Debora – Sofia era casada com um brasileiro, separou-se aos seis meses de gestação e voltou para a Europa. Lá, soube que o desenvolvimento cerebral do feto estava aquém do esperado. Por e-mail, Sofia conversou com um médico brasileiro e fez a pergunta central: um arbovírus, no caso o zika, pode ultrapassar a placenta? Esse e-mail ficou guardado numa caixa postal por muito tempo. Meses depois, quando muitos fetos foram diagnosticados com comprimento cefálico anormal, a obstetra Adriana Melo, do interior da Paraíba, fez o mesmo questionamento. Primeiro perguntou como é que, até aquele momento, não avaliaram os fetos. Então, com aval das pacientes e dos respectivos maridos, colheu o líquido amniótico das placentas e testou ambos para o zika. Com os resultados em mãos, sentiu medo de que desacreditassem numa médica do interior da Paraíba e foi à imprensa divulgar os resultados positivos. O que esse processo mostra? Que as pacientes perderam o medo de confrontar os médicos, e que isso pode ajudar a produzir conhecimento.

ÉPOCA – Qual é o impacto do zika na vida de uma mulher em idade reprodutiva?
Debora – É algo imensurável. Até agora a ciência não pode dizer se o bebê de uma mulher que teve zika antes de engravidar terá problemas, e as mulheres estão em pânico. Também não se sabe por que a epidemia avançou com tanta velocidade no nordeste, inclusive em regiões menos favorecidas economicamente. O zika, aliás, expõe essa outra fragilidade, a geografia econômica da epidemia. O pai do paciente zero, que menciono no livro, pediu que nem o nome dos filhos (são gêmeos, e um tem a síndrome congênita do zika) nem o da mulher fossem divulgados. Ele me disse que o filho dele não é o paciente zero, uma vez que os casos antes do filho dele podem não ter sido notificados. Por quê? Porque ele é um paciente da rede privada. Já os pais do sertão abrem suas casa e suas vidas para o mundo.
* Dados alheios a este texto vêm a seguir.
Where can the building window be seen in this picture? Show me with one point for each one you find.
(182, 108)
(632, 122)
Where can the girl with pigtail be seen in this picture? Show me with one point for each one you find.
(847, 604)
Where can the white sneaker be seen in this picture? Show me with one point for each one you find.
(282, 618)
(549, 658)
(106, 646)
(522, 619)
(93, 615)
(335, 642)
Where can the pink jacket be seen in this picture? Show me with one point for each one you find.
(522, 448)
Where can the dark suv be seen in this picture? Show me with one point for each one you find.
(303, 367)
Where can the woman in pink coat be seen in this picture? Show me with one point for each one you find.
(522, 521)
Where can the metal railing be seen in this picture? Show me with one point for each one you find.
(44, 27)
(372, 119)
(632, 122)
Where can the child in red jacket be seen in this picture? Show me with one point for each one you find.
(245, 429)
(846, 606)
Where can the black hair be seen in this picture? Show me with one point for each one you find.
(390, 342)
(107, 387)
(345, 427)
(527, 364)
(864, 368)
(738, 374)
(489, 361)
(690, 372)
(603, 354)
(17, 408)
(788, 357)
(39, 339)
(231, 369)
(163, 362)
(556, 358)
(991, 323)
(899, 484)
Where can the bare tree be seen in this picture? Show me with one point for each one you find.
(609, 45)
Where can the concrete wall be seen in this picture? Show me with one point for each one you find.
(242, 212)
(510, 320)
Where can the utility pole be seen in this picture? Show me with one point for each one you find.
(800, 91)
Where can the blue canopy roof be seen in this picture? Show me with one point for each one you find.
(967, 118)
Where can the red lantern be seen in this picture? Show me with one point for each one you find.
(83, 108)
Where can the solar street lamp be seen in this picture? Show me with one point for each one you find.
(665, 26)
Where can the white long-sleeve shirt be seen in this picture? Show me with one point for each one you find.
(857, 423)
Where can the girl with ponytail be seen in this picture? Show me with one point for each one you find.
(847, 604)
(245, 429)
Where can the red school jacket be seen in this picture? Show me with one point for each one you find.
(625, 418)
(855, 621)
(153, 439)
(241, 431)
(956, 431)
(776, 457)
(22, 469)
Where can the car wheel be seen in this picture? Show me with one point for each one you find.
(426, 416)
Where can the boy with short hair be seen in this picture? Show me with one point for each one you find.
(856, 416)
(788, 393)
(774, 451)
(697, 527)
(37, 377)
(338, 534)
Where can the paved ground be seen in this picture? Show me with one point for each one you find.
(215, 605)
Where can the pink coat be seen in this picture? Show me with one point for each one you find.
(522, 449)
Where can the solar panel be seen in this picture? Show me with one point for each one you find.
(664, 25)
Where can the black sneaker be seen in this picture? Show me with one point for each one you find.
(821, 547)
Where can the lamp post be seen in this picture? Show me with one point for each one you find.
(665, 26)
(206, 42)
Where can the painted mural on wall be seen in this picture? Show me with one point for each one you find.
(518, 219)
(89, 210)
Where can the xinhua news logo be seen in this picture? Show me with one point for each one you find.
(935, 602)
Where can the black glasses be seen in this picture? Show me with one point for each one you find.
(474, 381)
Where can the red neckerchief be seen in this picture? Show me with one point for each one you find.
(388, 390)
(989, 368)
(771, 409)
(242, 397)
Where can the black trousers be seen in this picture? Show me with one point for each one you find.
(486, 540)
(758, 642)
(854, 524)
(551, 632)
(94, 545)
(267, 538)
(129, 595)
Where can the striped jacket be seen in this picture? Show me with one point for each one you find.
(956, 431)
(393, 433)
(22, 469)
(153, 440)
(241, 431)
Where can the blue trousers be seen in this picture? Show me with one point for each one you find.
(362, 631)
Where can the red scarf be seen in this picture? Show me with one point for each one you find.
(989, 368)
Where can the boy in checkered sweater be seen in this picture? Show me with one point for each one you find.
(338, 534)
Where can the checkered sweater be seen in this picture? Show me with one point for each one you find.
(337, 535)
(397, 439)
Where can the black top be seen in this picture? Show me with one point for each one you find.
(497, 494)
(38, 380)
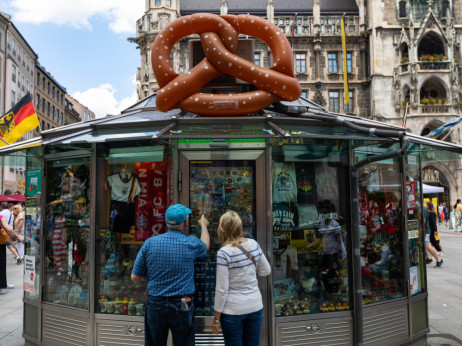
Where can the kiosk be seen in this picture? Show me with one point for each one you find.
(334, 201)
(335, 208)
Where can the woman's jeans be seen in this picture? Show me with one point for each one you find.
(163, 314)
(242, 330)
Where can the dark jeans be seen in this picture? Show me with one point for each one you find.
(242, 330)
(163, 314)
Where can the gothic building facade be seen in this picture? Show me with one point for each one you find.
(403, 57)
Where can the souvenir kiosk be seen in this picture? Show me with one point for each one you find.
(334, 201)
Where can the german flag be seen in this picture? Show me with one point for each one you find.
(18, 120)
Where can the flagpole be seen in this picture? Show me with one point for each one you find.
(346, 92)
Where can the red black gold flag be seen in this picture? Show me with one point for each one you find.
(18, 120)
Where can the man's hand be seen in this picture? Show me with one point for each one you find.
(136, 278)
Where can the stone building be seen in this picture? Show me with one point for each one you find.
(49, 100)
(402, 57)
(17, 66)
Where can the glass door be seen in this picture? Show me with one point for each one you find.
(211, 184)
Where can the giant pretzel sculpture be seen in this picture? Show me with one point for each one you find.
(219, 37)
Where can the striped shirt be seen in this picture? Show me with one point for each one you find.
(236, 291)
(167, 262)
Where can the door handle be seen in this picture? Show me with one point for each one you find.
(132, 330)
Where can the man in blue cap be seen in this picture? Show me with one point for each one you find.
(166, 262)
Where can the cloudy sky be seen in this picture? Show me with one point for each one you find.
(83, 44)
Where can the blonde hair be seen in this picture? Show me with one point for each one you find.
(230, 228)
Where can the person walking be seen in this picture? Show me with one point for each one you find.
(3, 281)
(166, 263)
(7, 212)
(433, 228)
(19, 227)
(238, 301)
(428, 246)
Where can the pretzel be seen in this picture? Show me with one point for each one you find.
(219, 37)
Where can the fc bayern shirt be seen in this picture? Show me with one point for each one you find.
(167, 262)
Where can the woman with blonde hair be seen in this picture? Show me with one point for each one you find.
(19, 226)
(238, 301)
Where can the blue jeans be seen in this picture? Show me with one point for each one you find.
(242, 330)
(163, 314)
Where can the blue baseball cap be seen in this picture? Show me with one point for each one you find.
(176, 214)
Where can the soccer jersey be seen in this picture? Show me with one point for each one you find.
(123, 190)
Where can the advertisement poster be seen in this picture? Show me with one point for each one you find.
(411, 195)
(29, 236)
(414, 280)
(33, 182)
(29, 274)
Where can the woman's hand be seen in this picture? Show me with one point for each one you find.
(203, 222)
(215, 327)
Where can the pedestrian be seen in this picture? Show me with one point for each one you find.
(458, 214)
(446, 214)
(428, 246)
(7, 212)
(3, 281)
(19, 227)
(238, 302)
(166, 263)
(433, 229)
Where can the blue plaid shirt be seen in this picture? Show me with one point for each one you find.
(167, 262)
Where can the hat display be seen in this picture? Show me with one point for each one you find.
(176, 214)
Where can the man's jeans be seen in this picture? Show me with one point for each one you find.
(242, 330)
(163, 314)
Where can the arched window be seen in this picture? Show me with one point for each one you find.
(402, 9)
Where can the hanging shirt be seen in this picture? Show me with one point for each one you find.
(123, 190)
(284, 183)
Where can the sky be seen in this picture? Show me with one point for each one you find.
(83, 45)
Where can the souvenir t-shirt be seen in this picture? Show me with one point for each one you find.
(284, 182)
(285, 261)
(330, 231)
(306, 193)
(307, 215)
(123, 190)
(284, 217)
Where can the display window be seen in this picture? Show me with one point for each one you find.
(310, 226)
(67, 232)
(32, 232)
(380, 228)
(416, 235)
(134, 191)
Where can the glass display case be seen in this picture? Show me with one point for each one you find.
(67, 225)
(310, 238)
(380, 229)
(133, 197)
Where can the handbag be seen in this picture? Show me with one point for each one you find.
(247, 254)
(4, 236)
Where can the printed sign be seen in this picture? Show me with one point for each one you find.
(412, 229)
(33, 182)
(29, 274)
(411, 195)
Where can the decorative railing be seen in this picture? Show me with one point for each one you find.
(433, 65)
(434, 109)
(304, 25)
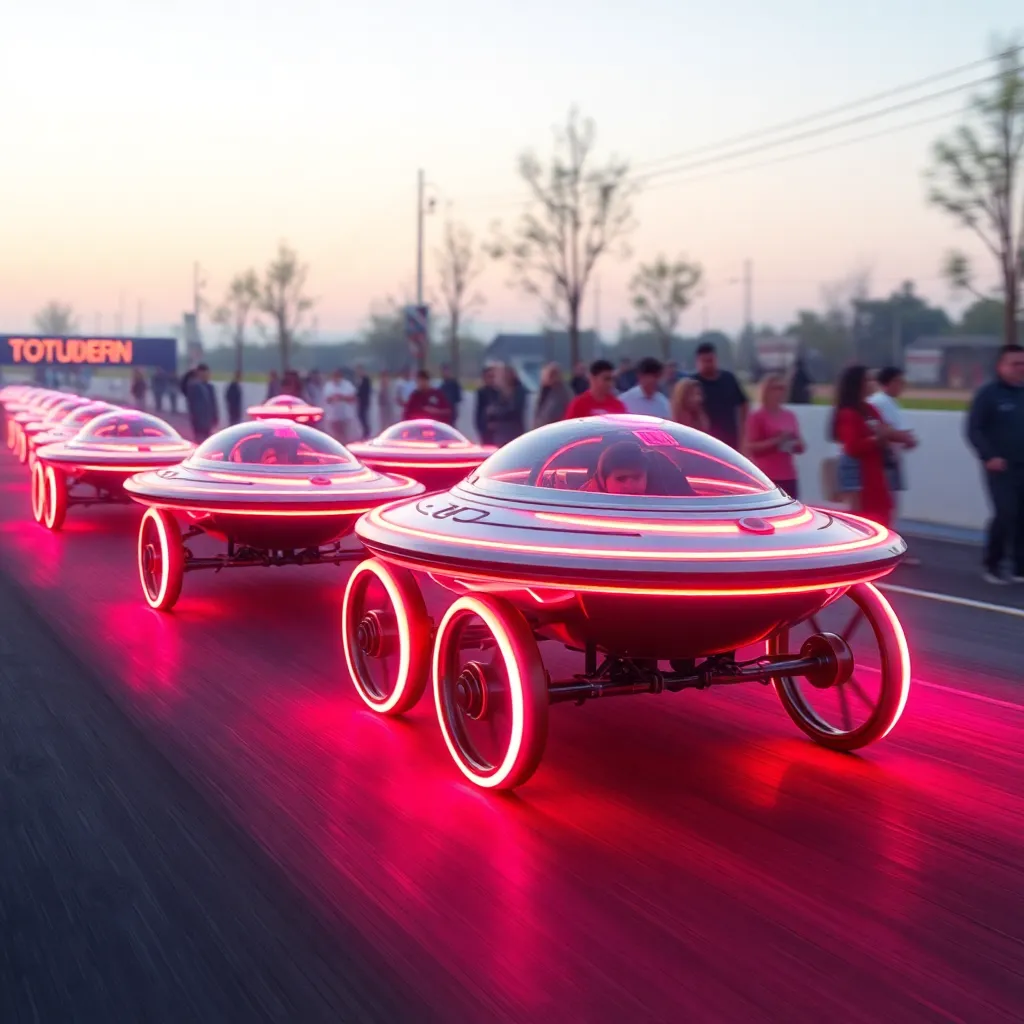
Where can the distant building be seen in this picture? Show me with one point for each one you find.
(958, 361)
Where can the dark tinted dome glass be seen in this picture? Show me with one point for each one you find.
(123, 424)
(273, 442)
(638, 456)
(421, 432)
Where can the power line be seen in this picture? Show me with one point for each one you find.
(823, 130)
(841, 143)
(821, 115)
(689, 164)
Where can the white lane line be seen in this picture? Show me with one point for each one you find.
(964, 602)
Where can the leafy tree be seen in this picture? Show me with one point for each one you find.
(459, 265)
(243, 296)
(983, 317)
(977, 177)
(577, 214)
(284, 299)
(56, 320)
(660, 293)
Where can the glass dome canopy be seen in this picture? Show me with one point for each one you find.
(421, 434)
(637, 457)
(271, 443)
(129, 430)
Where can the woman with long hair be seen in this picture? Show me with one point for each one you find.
(864, 438)
(554, 396)
(687, 404)
(773, 435)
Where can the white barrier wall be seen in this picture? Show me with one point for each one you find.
(944, 479)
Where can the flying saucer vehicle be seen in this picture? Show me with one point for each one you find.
(286, 407)
(432, 453)
(276, 492)
(53, 417)
(653, 550)
(91, 467)
(64, 427)
(28, 411)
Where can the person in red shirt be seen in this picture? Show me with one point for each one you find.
(864, 436)
(427, 402)
(600, 397)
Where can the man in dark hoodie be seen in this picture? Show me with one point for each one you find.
(995, 429)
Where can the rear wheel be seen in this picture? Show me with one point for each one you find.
(386, 637)
(161, 559)
(55, 507)
(863, 708)
(491, 691)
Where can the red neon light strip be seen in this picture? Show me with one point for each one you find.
(880, 536)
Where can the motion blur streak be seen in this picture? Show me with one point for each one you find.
(676, 858)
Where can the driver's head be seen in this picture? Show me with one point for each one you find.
(623, 469)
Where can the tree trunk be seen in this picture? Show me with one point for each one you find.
(573, 333)
(455, 346)
(1011, 335)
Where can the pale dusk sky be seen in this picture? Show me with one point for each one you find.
(140, 136)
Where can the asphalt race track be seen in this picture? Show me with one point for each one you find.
(203, 823)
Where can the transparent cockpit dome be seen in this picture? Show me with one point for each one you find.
(81, 415)
(421, 433)
(272, 442)
(125, 427)
(637, 456)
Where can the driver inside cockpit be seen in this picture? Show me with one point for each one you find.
(622, 469)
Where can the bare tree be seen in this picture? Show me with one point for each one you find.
(283, 298)
(978, 178)
(660, 293)
(459, 265)
(56, 318)
(243, 295)
(577, 213)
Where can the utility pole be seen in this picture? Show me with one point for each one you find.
(749, 312)
(420, 189)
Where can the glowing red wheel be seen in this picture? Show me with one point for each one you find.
(55, 507)
(386, 637)
(38, 492)
(491, 691)
(865, 707)
(161, 559)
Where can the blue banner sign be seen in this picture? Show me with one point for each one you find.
(34, 350)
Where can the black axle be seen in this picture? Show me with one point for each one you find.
(824, 660)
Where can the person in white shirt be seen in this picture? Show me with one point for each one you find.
(891, 382)
(646, 398)
(339, 408)
(403, 388)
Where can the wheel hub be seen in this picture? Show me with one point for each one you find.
(471, 691)
(370, 635)
(835, 659)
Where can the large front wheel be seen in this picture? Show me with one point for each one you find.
(161, 559)
(38, 492)
(55, 505)
(864, 708)
(491, 691)
(386, 637)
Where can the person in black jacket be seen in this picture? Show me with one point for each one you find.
(995, 430)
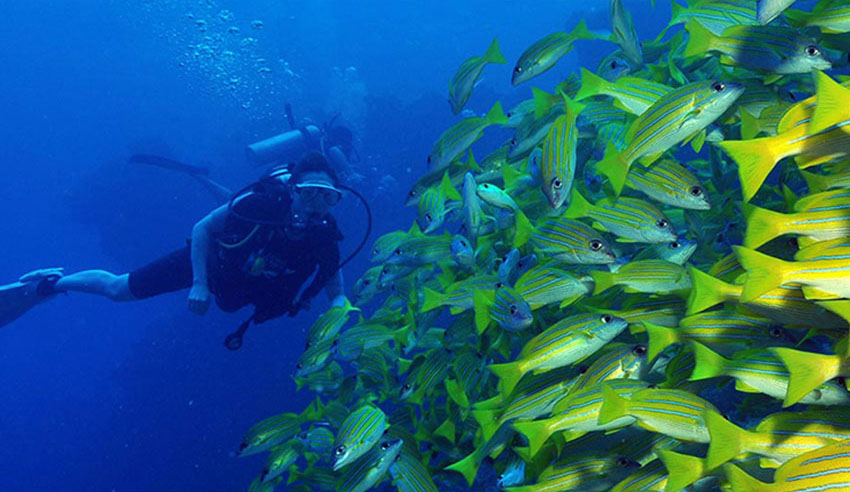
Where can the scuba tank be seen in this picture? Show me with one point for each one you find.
(286, 146)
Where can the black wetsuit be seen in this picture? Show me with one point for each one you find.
(252, 263)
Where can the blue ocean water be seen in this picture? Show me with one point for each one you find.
(99, 396)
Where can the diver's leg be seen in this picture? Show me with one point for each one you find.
(100, 282)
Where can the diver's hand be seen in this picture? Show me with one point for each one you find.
(199, 299)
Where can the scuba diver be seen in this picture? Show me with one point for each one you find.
(261, 248)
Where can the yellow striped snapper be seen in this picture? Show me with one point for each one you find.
(359, 433)
(545, 53)
(773, 49)
(628, 218)
(460, 136)
(547, 284)
(571, 241)
(648, 276)
(821, 469)
(633, 94)
(370, 469)
(675, 413)
(670, 183)
(578, 414)
(568, 341)
(759, 371)
(779, 437)
(466, 77)
(593, 474)
(677, 115)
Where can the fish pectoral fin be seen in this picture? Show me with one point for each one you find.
(744, 387)
(813, 293)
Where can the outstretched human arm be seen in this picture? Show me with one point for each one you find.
(202, 233)
(335, 291)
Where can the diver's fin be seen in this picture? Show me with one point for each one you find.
(19, 297)
(166, 163)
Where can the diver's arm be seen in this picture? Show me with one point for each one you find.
(202, 234)
(335, 291)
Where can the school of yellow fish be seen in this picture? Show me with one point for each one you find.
(644, 289)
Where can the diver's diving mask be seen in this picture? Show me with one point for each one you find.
(318, 192)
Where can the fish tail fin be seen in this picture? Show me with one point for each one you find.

ÉPOCA – Semanalmente, o Ministério da Saúde notifica os casos suspeitos de Zika. Menos de um quinto recebeu diagnóstico da síndrome congênita do zika. Significa que os já liberados não terão problemas?
Debora – Não. As publicações mais recentes mostram que os critérios adotados pelo Ministério da Saúde na seleção são frágeis. As caravanas que percorrem o sertão estão mostrando isso também. Todos os bebês deveriam fazer exames de imagens para acompanhar o desenvolvimento cerebral. Estamos falando de mais de 8 mil crianças. Para esses pais, é uma angústia terrível de como a vida será.